Tras la finalización de la Primera Guerra Mundial, los gobernantes de las potencias ganadoras
del conflicto bélico (Gran Bretaña, Francia, Estados Unidos e Italia) se
reunieron en París y a través de una serie de tratados (de ‘Versalles’, ‘Saint-Germain-en-Laye’,
‘Neuilly’, ‘Trianon’ o ‘Sèvres’) crearon la ‘Liga de Naciones’ y estipularon una serie de acuerdos sobre cómo
debía de ser el futuro del planeta (para evitar nuevas grandes guerras, aunque
de poco sirvió) y con intención de repartirse
el control sobre otras naciones y colonias (sobre todo de aquellos imperios
que, tras la Gran Guerra, habían dejado de serlo, como el austrohúngaro o el otomano).
En ese reparto de la ‘gran
tarta’, el Reino Unido tenía gran interés y ambición por controlar algunos
territorios en África y Asia, para así poder
seguir expandiendo la política colonialista que Gran Bretaña llevaba
realizando desde hacía varios siglos.
Mediante la firma del ‘Tratado
de Sèvres’, que tuvo lugar en la mencionada población francesa el 10 de
agosto de 1920, se acababa con la presencia del Imperio Otomano en suelo europeo, algunos de sus territorios en
Asia pasarían a ser naciones independientes y otras a ser protectorados o
colonias, como fue el caso de Mesopotamia
(actual Irak) que quedó bajo el control británico.
Se iniciaba así el conocido como ‘Mandato británico de Mesopotamia’, el cual era una ratificación de
lo acordado durante la ‘Conferencia de San
Remo’ (abril 1920) y que duraría un periodo de trece años y que le otorgaba
a Gran Bretaña el control sobre el canal de Suez, el golfo Pérsico y los abundantes
recursos petrolíferos de aquella región.
Pero nada más anunciarse la ocupación británica en aquella
zona comenzó el malestar entre la población, iniciándose una serie de revueltas
callejeras que acabó en una insurrección
popular contra los colonialistas por parte de ciudadanos de diferentes
etnias y religiones presentes en Irak (chiíes, sunitas, kurdos…).
Conocida como la ‘Gran
revolución iraquí de 1920’, a lo largo de cinco meses se produjeron numerosas
manifestaciones que desembocaron en una rebelión armada, con la que se
pretendía conseguir la independencia colonial.

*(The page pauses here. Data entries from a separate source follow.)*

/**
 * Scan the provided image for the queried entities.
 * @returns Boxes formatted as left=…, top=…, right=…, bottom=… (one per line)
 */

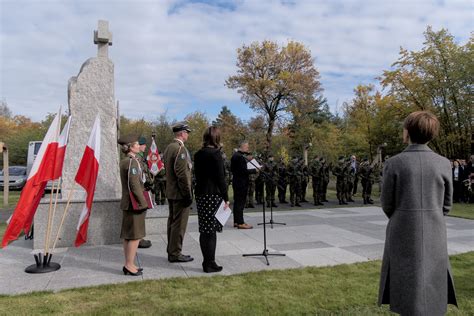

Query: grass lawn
left=0, top=252, right=474, bottom=315
left=448, top=203, right=474, bottom=219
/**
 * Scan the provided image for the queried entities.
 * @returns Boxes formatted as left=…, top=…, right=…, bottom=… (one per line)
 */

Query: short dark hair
left=202, top=126, right=221, bottom=148
left=403, top=111, right=439, bottom=144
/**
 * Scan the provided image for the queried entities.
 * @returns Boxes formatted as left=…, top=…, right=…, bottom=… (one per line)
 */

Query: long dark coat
left=378, top=144, right=457, bottom=316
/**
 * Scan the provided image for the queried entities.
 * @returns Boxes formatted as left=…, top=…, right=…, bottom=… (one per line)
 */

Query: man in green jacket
left=164, top=122, right=194, bottom=262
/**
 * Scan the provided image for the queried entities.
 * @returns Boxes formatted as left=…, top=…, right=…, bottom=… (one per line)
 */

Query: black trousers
left=199, top=232, right=217, bottom=265
left=232, top=186, right=248, bottom=224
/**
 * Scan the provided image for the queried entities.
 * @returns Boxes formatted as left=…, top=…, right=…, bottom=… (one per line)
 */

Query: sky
left=0, top=0, right=474, bottom=121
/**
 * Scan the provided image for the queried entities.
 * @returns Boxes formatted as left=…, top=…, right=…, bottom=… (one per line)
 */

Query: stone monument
left=34, top=20, right=122, bottom=249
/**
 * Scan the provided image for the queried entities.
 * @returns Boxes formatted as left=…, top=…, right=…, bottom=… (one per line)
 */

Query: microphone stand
left=242, top=157, right=286, bottom=266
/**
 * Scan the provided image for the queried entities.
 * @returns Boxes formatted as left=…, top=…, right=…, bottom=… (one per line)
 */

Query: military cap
left=117, top=134, right=139, bottom=145
left=172, top=122, right=191, bottom=133
left=138, top=136, right=146, bottom=145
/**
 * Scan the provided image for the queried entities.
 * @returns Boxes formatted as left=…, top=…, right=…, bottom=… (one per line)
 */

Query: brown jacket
left=120, top=156, right=148, bottom=210
left=163, top=139, right=192, bottom=200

En aquellos momentos, Winston
Churchill estaba al frente de los ministerios de Guerra y Aire, teniendo
una especial atención en atender los problemas surgidos a raíz de la ‘Guerra de Independencia irlandesa’, que
se inició en enero de 1919 (coincidiendo con su nombramiento como ministro).
Por tal motivo, con el fin de frenar la revuelta iraquí sin tener que enviar hasta allí un gran contingente
militar, Churchill optó por cortar de raíz dicho conflicto autorizando el uso de armas químicas contra los insurgentes.
Según consta en documentos gubernamentales británicos
(descatalogados en 2014) alrededor de veinte
mil proyectiles de ‘gas mostaza’ (excedentes de la IGM) fueron lanzados
sobre la población civil durante la revolución iraquí de 1920, provocando algo
más de diez mil víctimas mortales.
Esto fue decisivo para que la imagen de Churchill se
resintiera y pasara un periodo de horas bajas (un par de años después llegaría
a perder incluso el escaño como diputado), manteniéndose en el cargo de
ministro de Guerra y Aire unos pocos meses más y en febrero de 1921 sería nombrado
‘ministro para las Colonias’ (que
ocuparía tan solo durante un año). Un cargo de los denominados como ‘de menor
relevancia’.
Cabe destacar que, un año antes de ordenar el gaseado de los
iraquíes, Churchill ya se había declarado abiertamente a favor de utilizar ese
tipo de armas sobre la población civil e incluso había lanzado algunas en el
norte de Rusia contra las fuerzas bolcheviques, durante la Guerra civil rusa
con el fin de ayudar al ‘movimiento blanco’ del depuesto imperio zarista.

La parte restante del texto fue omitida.